Quando as palavras fazem coisas — Língua, 14–17 anos
Alguns enunciados fazem mais do que transmitir informação: prometem, ordenam, pedem desculpa ou dão um nome a algo. A teoria dos actos de fala ajuda-nos a reconhecer essa acção.
Um enunciado pode ser uma acção
Quando alguém diz «Peço desculpa», as palavras não estão apenas a relatar um pedido de desculpa: dizê-las é o próprio pedido. «Fecha a janela, por favor» pede uma acção, enquanto «Prometo» cria um compromisso. O sentido inclui o que o falante está a fazer.
O problema das acções escondidas
Se tratarmos todas as frases como informação, não percebemos por que razão as palavras podem mudar relações, permissões e deveres.
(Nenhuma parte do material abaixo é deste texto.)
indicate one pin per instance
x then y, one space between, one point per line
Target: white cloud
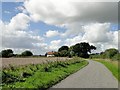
72 13
15 35
7 12
98 34
52 33
19 22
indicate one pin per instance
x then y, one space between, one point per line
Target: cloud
7 12
59 12
19 22
98 34
72 14
15 35
52 33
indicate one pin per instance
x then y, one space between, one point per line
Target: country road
94 75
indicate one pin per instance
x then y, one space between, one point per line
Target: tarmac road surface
94 75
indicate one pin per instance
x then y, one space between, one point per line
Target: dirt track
6 62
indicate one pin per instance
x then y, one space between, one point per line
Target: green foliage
112 54
109 53
40 75
7 53
112 67
63 48
64 53
82 49
27 53
79 49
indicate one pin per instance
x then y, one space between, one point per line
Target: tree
64 53
7 53
82 49
109 53
27 53
63 48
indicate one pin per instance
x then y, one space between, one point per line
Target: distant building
50 54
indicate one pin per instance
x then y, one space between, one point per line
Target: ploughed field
6 62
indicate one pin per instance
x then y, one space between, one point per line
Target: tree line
111 53
80 49
9 53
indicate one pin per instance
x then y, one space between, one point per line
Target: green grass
112 67
40 76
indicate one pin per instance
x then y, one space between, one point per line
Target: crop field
6 62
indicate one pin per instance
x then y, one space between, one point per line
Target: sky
46 25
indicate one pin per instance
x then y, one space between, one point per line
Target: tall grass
112 66
40 75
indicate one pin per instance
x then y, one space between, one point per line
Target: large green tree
82 49
109 53
27 53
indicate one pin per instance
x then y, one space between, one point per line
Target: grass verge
112 66
40 75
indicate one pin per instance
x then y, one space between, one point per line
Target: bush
27 53
7 53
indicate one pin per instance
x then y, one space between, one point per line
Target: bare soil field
6 62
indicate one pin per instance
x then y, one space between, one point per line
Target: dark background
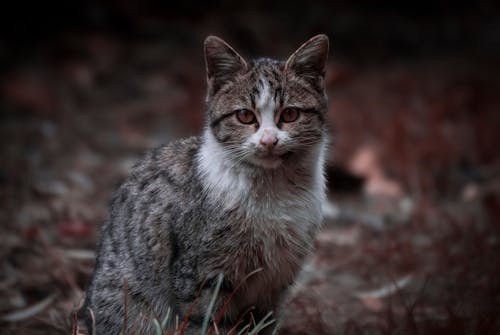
411 241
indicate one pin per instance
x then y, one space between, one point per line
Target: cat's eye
245 116
290 114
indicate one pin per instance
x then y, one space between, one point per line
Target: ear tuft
222 62
310 59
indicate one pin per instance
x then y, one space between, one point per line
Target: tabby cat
242 200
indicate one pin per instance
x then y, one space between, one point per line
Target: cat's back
141 209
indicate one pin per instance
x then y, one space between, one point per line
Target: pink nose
268 139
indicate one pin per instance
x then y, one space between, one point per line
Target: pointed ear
222 62
310 59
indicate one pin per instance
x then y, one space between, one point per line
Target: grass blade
206 320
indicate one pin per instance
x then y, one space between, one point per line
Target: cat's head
263 112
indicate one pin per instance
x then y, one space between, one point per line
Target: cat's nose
269 139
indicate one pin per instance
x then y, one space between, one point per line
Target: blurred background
411 239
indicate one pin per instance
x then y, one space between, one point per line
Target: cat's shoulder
173 161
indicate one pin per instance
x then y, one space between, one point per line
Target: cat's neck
233 183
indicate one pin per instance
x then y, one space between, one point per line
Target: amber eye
245 116
289 114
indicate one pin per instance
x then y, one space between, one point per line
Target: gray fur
219 203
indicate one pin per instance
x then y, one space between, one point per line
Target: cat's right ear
222 62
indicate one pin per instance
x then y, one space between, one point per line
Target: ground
411 238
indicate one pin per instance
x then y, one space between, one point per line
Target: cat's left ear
223 63
309 60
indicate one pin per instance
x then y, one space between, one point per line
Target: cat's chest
272 240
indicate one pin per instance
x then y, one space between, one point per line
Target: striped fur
221 202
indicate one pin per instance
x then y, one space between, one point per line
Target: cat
242 200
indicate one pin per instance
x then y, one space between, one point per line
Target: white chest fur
279 214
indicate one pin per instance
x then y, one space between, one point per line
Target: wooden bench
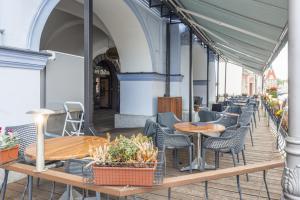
74 180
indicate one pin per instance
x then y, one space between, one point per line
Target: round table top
68 147
240 104
188 127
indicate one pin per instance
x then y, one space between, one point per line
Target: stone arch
129 36
113 66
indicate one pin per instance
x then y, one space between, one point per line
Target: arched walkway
129 36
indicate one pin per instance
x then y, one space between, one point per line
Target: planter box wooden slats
8 155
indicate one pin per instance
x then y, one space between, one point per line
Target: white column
291 180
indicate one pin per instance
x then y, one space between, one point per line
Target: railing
74 180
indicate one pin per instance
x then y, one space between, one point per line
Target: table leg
4 184
30 180
197 163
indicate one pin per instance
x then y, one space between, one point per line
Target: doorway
106 92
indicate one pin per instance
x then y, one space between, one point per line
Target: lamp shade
41 111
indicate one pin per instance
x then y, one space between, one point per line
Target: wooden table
207 129
64 148
231 114
240 104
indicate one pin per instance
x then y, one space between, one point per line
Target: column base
291 183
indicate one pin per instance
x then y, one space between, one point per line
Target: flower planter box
122 176
8 155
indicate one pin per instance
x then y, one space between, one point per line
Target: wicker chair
165 138
231 141
245 119
207 116
226 120
174 142
167 120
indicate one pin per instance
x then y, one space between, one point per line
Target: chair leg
266 185
190 158
69 190
244 159
175 162
169 194
52 190
206 190
165 161
25 189
4 184
98 196
254 117
38 182
202 164
239 186
30 182
233 158
217 160
251 136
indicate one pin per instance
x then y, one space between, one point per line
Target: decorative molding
291 183
38 23
148 76
200 82
24 59
212 56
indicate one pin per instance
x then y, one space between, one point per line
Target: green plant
136 151
7 139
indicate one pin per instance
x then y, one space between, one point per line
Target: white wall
127 34
199 62
234 79
200 70
185 72
212 82
20 92
140 97
15 18
64 80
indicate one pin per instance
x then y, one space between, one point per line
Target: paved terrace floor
263 150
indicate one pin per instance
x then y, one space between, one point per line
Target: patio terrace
264 149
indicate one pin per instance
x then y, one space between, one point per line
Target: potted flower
9 147
125 161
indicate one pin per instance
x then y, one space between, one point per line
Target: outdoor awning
246 32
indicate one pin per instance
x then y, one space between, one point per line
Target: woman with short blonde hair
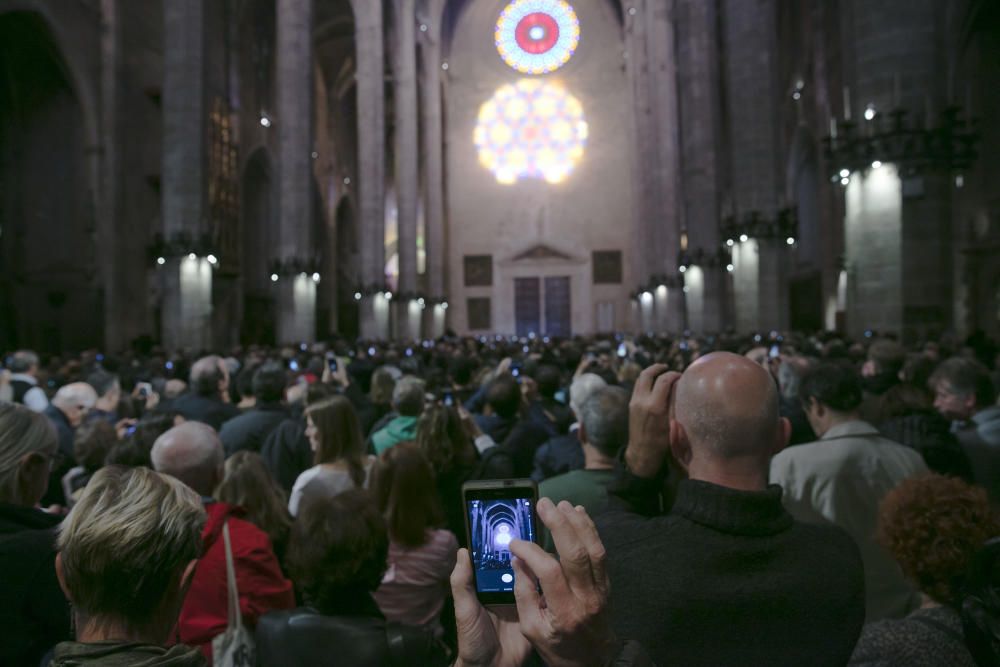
127 554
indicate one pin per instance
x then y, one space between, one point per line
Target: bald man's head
75 400
191 452
728 407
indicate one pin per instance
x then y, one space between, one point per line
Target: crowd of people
771 499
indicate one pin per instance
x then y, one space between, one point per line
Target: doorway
536 297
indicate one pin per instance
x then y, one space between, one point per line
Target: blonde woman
36 615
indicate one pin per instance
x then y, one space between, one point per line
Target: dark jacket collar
730 511
15 518
351 601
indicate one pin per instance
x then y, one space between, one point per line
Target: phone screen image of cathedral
493 524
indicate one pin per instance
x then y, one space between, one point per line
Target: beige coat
841 479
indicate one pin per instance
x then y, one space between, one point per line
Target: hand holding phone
649 412
568 623
497 512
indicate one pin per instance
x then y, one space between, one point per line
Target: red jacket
259 579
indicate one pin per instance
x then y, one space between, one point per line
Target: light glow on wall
531 129
537 36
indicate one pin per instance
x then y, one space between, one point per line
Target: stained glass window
531 129
537 36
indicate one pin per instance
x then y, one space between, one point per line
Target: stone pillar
700 123
187 283
651 68
371 161
405 160
433 162
750 72
908 212
296 289
662 66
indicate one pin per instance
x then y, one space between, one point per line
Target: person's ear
61 576
680 447
32 477
783 436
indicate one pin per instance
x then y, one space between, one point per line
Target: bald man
66 412
727 577
208 398
192 452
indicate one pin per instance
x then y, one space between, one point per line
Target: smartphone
497 512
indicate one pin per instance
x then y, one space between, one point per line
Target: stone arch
260 235
49 284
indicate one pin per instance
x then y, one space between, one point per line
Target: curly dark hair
933 526
336 544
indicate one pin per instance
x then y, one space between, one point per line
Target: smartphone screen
498 512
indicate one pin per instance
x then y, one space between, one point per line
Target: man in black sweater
249 431
727 577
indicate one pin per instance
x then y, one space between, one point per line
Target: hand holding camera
649 421
567 623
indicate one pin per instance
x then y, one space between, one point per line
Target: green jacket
124 654
398 430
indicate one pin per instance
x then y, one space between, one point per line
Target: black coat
287 453
211 411
359 636
729 578
54 495
34 613
559 455
249 431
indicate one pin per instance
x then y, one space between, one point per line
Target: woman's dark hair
248 484
339 435
92 442
403 486
504 396
337 543
933 526
837 386
442 439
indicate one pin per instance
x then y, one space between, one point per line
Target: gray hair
23 361
408 396
604 416
191 452
126 542
76 394
22 432
581 390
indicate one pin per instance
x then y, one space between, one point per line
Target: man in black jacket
250 430
206 401
727 577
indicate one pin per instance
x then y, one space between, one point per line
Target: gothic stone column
296 289
187 286
371 162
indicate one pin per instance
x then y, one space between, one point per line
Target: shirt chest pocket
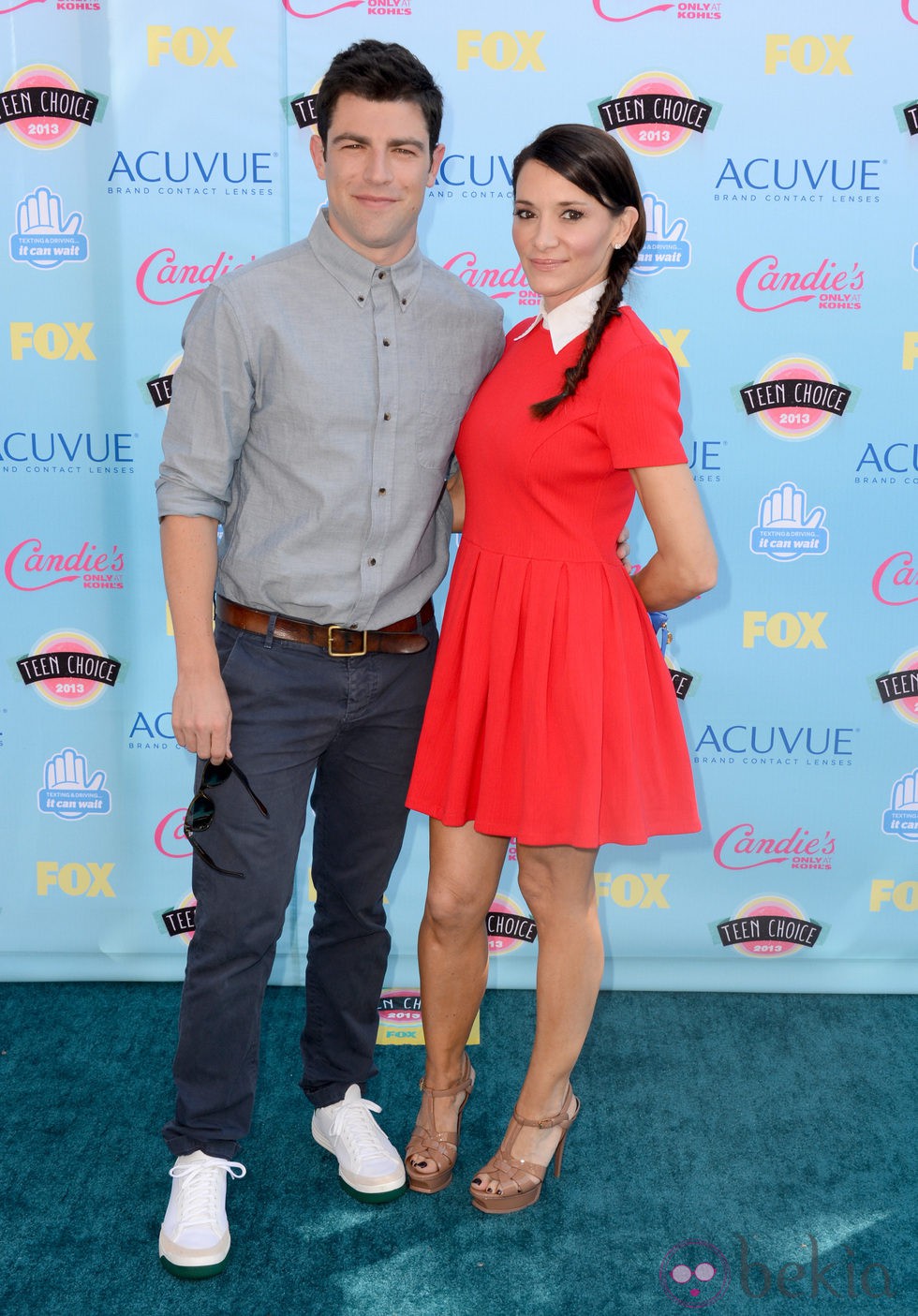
439 415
Os filósofos estudaram os actos de fala porque «A reunião está aberta» pode relatar um facto, enquanto «Declaro aberta a reunião» realiza um acto oficial.
Uma promessa, passo a passo
Vejamos «Envio-te os apontamentos esta noite». Primeiro, as palavras descrevem uma acção futura. Depois, o falante apresenta essa acção como sua responsabilidade. Por fim, dizê-lo cria uma expectativa no ouvinte. Se estiver a brincar ou a citar outra pessoa, a promessa pode não contar.
A armadilha: olhar apenas para a gramática
É compreensível classificar «Podes passar-me o sal?» como pergunta, porque tem a forma gramatical de uma pergunta. Literalmente, pergunta pela capacidade; durante uma refeição, funciona como pedido educado. A gramática dá pistas, mas a situação e a intenção determinam o acto.
Promessas, permissões e avisos
Os actos de fala aparecem em regras escolares, contratos, entrevistas e mensagens online. «Podes entrar», «Aceito os termos» e «Cuidado!» desempenham funções sociais diferentes, mesmo sendo curtos. Reconhecer a função ajuda a perceber se uma frase dá permissão, cria um dever ou faz um aviso.